【海外動画より】対談番組「ニュートラリティ・スタディーズ」を主宰するパスカル・ロッタツ氏は、ゲストに南東ノルウェー大学の教授であるグレン・ディーセン氏を迎え、緊迫するウクライナ戦争や国際秩序の構造的な変化について議論を交わしました。ディーセン教授は、現在の欧州が置かれている状況を「ゆっくりと茹でられているカエル」に例え、北大西洋条約機構(NATO)が「漸進主義」と呼ばれる段階的なエスカレーションを繰り返してきた結果、深刻な事態に陥っていると警告します。かつては防衛ミサイルの配備や限定的な武器支援から始まりましたが、戦車やハイマース、さらにはF16戦闘機の供与へと少しずつ制限が取り払われていきました。現在では、欧州側が武器の供給だけでなく、作戦立案や標的の選定、情報収集、衛星による誘導にまで深く関与しており、事実上ロシアへの直接的な攻撃を行っているのが現状です。

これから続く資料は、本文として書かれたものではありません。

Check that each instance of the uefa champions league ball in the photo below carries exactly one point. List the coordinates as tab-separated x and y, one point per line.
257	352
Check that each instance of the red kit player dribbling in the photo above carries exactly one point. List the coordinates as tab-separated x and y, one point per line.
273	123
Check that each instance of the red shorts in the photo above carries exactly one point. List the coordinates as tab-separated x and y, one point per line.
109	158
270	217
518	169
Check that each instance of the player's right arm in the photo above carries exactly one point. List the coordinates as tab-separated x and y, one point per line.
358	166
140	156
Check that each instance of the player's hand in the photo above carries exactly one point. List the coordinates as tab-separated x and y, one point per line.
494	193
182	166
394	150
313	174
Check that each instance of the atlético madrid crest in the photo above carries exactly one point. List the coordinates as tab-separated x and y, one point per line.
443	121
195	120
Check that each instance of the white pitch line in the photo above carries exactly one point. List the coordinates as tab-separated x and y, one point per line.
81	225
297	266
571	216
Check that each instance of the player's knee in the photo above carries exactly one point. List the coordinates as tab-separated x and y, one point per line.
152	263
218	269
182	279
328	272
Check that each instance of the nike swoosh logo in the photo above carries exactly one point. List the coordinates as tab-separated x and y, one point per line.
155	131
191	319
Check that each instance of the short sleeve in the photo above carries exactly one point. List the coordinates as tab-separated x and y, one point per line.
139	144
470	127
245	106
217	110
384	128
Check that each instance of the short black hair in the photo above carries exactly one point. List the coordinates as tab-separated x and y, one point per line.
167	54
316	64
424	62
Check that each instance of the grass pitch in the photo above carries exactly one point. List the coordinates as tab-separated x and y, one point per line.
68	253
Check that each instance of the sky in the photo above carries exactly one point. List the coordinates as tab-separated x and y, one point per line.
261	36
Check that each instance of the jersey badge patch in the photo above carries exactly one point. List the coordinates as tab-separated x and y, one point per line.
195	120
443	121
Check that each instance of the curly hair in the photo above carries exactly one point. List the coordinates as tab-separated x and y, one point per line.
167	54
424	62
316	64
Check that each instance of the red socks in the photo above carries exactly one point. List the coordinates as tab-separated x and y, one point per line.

このような状況の中、ロシアの政策決定者の間でも反発が強まっています。ロシア軍によるウクライナ国内の地下バンカーや指揮センターへの大規模な報復攻撃が予期される中、欧州の指導者たちは自らの行動がロシアを過激な行動に追い込んでいる現実に気づいていません。また、欧州諸国がロシアのジェノサイド(大量虐殺)の意図を厳しく非難する一方で、ガザ地区での大惨事やアメリカ、イスラエルによるイランへの侵略行為を積極的に支持しているダブルスタンダード(二重基準)についても、動画内では鋭く批判されています。イランがアメリカの攻撃に対して湾岸諸国への毅然とした反撃の覚悟を示したことで、結果的にアメリカに慎重な姿勢をとらせ、一定の抑止力を回復させた事例は、現在のロシアにとっても大きな教訓として意識されていると分析します。
ディーセン教授は、冷戦終結後に西側諸国が一極支配の「覇権的な平和」を選択し、ロシアを排除する形でNATOの拡大を進めてきたことが現在のあらゆる対立の根源であると指摘します。ウクライナ戦争を終結させるためには、ウクライナ単体の問題としてではなく、欧州全体、さらには中国やイランをも含む世界的な安全保障の構造そのものを変革する必要があります。すなわち、すべての国の安全保障上の懸念を対等に考慮し、お互いに対抗するのではなく、お互いと一緒に安全保障を築き上げる「多極的な体制」への移行を受け入れることが、破滅的な大戦を避ける唯一の道です。しかし、現在の西側の指導者層は「自国は善、敵は悪」という単純なイデオロギーに囚われて異論を許さず、理性的な議論の余地を失ったまま、自己実現的な予言に導かれるように大惨事へと突き進んでいると懸念が示されています。